[REVIEW] Re: Modernizing calendar(1) (was: svn commit: r365984 - head/usr.bin/calendar/calendars)

Warner Losh imp at bsdimp.com
Thu Oct 22 04:23:23 UTC 2020


On Wed, Oct 21, 2020, 10:12 PM Greg 'groggy' Lehey <grog at freebsd.org> wrote:

> On Wednesday, 21 October 2020 at 19:48:31 -0600, Warner Losh wrote:
> > On Wed, Oct 21, 2020, 4:03 AM Stefan Esser <se at freebsd.org> wrote:
> >
> >> Am 21.10.20 um 09:15 schrieb Stefan Esser:
> >>> Am 21.10.20 um 03:23 schrieb Greg 'groggy' Lehey:
> >>> [...]
> >>>> That's the whole point.  Where do we draw the line?  Given that these
> >>>> holidays interest more people outside the project than in, I'd think
> >>>> that they should all go into the port.  And the whole idea of
> >>>> alternative 3 is that the maintenance should be automatic and
> >>>> external, so updating holidays should no longer be our concern.
> >>>
> >>> Are we taling about the calendar binary or the calendar files?
> >>>
> >>> IMHO, the calendar binary could stay in base but be modified to
> >>> scan directories in e.g. /usr/local/share/calendar/ and ports
> >>> could provide these calendar files.
> >>
> >> I have created a Phabricator review for the proposed change:
> >>
> >>         https://reviews.freebsd.org/D26882
> >>
> >> This is just an enabler for calendar files in a directory that
> >> can be maintained by means of a port.
> >>
> >> A suggested port has been made available for review, too:
> >>
> >>         https://reviews.freebsd.org/D26883
> >
> > Modulo the stuff I left on the reviews....  I love it.
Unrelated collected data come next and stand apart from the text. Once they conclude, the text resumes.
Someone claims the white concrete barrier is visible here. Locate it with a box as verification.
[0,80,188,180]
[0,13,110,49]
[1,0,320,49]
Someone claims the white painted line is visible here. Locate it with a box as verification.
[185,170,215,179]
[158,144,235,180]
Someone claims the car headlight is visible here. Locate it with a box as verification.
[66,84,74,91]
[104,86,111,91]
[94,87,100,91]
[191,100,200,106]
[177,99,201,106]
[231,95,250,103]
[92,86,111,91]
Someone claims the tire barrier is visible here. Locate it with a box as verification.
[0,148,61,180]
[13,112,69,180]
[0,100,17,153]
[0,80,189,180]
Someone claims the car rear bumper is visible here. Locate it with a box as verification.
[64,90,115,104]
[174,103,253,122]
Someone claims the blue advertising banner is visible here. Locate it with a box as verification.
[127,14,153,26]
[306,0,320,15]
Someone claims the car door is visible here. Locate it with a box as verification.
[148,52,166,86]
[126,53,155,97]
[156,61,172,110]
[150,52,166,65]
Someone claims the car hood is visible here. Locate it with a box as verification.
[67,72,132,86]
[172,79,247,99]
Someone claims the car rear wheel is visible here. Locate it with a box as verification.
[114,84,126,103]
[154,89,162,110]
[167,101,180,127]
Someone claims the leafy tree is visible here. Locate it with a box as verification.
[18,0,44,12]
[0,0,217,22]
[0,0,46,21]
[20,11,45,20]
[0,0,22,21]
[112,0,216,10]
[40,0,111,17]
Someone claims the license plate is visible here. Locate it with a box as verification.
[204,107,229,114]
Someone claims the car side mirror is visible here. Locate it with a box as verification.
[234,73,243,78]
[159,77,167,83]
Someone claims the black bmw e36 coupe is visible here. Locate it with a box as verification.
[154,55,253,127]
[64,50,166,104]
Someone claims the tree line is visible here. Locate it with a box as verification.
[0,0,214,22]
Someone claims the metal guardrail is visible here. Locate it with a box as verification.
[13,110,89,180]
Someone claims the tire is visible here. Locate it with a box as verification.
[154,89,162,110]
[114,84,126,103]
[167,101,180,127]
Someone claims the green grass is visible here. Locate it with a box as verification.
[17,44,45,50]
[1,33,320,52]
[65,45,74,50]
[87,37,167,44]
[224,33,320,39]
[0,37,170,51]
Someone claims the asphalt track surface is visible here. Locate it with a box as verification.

I can also
> > extract history from FreeBSDs repo.
>
> The change to calendar(1) looks fine, but I have my issues with the
> port.  It seems that we're not alone.  On the one hand, both Apple and
> Linux have used our data files for their packages, so removing the
> data files would violate POLA.  On the other hand, Apple, Linux,
> NetBSD and OpenBSD are maintaining their own versions of these files,
> along with calendar(1).  My guess is that Linux has them hidden on
> GitHub.  I'm trying to find out where they maintain the files (can any
> Linuxheads help?), so that we can come to a general agreement about
> how to maintain them.  This could include removing calendar(1) from
> the tree entirely and installing from a port.  Once again I'm
> concerned about jumping the gun.
>

Where we pull them from doesn't affect that. They can pull from github
easily enough. And our users can install a port easily enough. It's done
all the time, so wouldn't be that surprising even from that perspective.

This issue has been simmering for years, but has flared up in the last 6
months. In that time no progress has been made. And it has no impact on the
data source issue: that can be handled at whatever pace other groups want
to come together.

Finally, it's my firm belief that the majority of developer opinion is that
this would be better served with this split. It's been that way for years.
Until recently, though, the commit rate has been so low that people
shrugged.  Now, there have been enough that it's my view that the community
is jelled behind the split and are growing inpatient for its resolution.

So, unless you have a competing plan, with a firm timeline, I think we
should allow se@ to proceed as he proposes. It is time limited, concrete,
simple to execute and in line with other times we've done similar.